Раз выпиваю у окошка. Зима уж на дворе, снег. Думки такие, с тревогой. Марья отписала — с дровами худо, топить нечем. Вдруг хто-то меня по плечу: «Морковин! Гришка!» Глянул — мужчина жиденький, низкорослый, и куртка на ём кожаная, бензином пахнет. А нос короткий и раздувается. «Не узнал? — кричит. — Прошка я, Бейков! Ну? — И уж всему народу объявляет: — Из одной деревни мы. Земляки!» Теперь и я признал яво. Точно, Прошка Бейков. Сусед. Вон последняя изба их, Бейковых, по улице. Сычас одна бабка там осталась, с печи не слазит. Ну, выпили за встречу. Разговоры пошли. Я свое все обсказал. Почему из деревни уйтить пришлось. А Прошка мне: «Чудак человек! Инвалид Отечественной войны, да? Справку имеешь?» «Имею», — говорю. «Ну! — Он весь аж дернулся. — В колхозе ты можешь не работать, понял? Нетрудоспособный. А участок не отберут. Не имеють правов. И с налогами тебе льгота. Законы знать надо! Займись своим хозяйством. На рынок производи. Ныне рынок — ого-го! — денежный. Ну?» Я задумался. А он, Прошка, за плечо трясет: «Я у тебя посредником буду. В автоколонне я, понял? Шофер. Знаю кой-кого. Прямо сюда привозить на рынок. А?» «Подумать, — говорю, — надо».

— И вы, конечно, согласились? — спросил я, почувствовав непонятное раздражение. — Вернулись и хозяйство свое завели?

Тень улыбки появилась в медленных глазах Морковина.
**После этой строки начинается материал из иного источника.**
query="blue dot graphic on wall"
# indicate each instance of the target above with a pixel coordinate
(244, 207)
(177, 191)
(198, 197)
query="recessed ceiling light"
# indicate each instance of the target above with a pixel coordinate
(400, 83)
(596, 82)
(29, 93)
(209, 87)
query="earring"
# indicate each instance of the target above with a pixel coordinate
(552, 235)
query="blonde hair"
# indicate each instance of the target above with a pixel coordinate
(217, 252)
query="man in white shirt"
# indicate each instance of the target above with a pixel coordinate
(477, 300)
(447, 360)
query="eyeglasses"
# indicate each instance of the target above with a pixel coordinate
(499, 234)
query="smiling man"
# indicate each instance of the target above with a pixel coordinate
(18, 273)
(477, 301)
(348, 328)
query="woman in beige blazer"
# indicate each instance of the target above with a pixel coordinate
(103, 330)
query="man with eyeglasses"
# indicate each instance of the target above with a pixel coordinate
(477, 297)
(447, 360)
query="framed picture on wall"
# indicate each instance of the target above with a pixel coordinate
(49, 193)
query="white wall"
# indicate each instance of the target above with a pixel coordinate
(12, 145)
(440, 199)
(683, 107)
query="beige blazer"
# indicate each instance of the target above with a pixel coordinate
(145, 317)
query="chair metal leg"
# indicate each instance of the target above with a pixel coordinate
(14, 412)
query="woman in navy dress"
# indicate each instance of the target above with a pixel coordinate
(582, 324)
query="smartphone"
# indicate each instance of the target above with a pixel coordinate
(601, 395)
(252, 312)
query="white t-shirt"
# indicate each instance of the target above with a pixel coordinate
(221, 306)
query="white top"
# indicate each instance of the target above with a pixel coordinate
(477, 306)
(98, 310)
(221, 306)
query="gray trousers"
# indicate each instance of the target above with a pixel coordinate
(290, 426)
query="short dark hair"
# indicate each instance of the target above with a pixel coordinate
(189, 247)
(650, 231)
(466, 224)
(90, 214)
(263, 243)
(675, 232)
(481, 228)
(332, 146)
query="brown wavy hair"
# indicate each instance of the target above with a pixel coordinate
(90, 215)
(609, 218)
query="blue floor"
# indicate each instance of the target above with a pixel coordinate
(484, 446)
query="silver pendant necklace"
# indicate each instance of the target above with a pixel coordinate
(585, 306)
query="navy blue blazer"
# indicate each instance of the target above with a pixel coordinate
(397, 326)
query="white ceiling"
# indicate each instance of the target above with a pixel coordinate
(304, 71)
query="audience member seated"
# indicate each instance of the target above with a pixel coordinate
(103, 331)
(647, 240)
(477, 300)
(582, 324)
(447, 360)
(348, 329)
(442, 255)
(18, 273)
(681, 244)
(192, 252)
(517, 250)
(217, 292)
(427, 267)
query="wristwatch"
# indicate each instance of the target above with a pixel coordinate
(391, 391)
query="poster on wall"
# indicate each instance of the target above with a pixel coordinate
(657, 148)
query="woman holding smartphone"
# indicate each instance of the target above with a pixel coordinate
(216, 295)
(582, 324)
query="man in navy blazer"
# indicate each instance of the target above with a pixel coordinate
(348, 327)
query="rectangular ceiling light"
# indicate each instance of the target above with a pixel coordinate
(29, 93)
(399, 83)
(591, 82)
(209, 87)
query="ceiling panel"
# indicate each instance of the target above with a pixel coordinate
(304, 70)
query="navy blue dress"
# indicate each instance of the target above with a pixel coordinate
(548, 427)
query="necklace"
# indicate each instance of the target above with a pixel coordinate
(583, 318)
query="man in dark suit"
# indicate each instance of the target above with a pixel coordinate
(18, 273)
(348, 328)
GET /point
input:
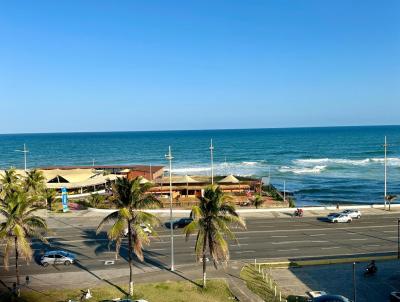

— Да нет. Через год ето случилось. Весной как раз вышло. С нашего цеху бригаду за город послали — глядеть, как новый навесной плуг работает. Уж не знаю, почему меня в ету бригаду поставили. Правда, к тому сроку я ничаво, приспособился, норму даже перевыполнял. К Первому маю премию дали, вот что. Ну, поехали. Близко от города — с поля дома видать. А май был жаркий, дружный. Смотрю: на лозинках, что по краю поля, пух зеленый. Жаворонки в небесах заливаются, и от их голосов у меня в сердце — прямо жар. Травой молодой тянет. Да... Привесили плуг к трактору. Пошел, борозду подымает. Народ за трактором, споры. А я приотстал, землю в горсть взял. Жирная, влаги в самый раз, букашка махонькая, вижу, шевелится. «Сеять, — думаю себе, — в самый раз». Понюхал землицу-то. И такой дух родимый, деревенский. Туман перед глазами поплыл. И привиделась мне рожь буйная, полегшая, после грозы вроде. Поле даже признал — за Дунькиным овражком. «Все, — думаю, — нету больше моих силов, сердца разорвется». На другой день в отдел кадров, за расчетом. Так и возвернулси.

— И зажили своим хозяйством, — сказал я.

— Точно, зажил. Все верно Прошка насоветовал. Наладился я с ним. Пошло дело. И все по закону. Я — все по закону. Маленькая хозяйства, однако ж своя. Уже землицу обласкаю — в пух она у меня. А им, голодранцам, — завидка. — И он ожесточенно погрозил улице кулаком.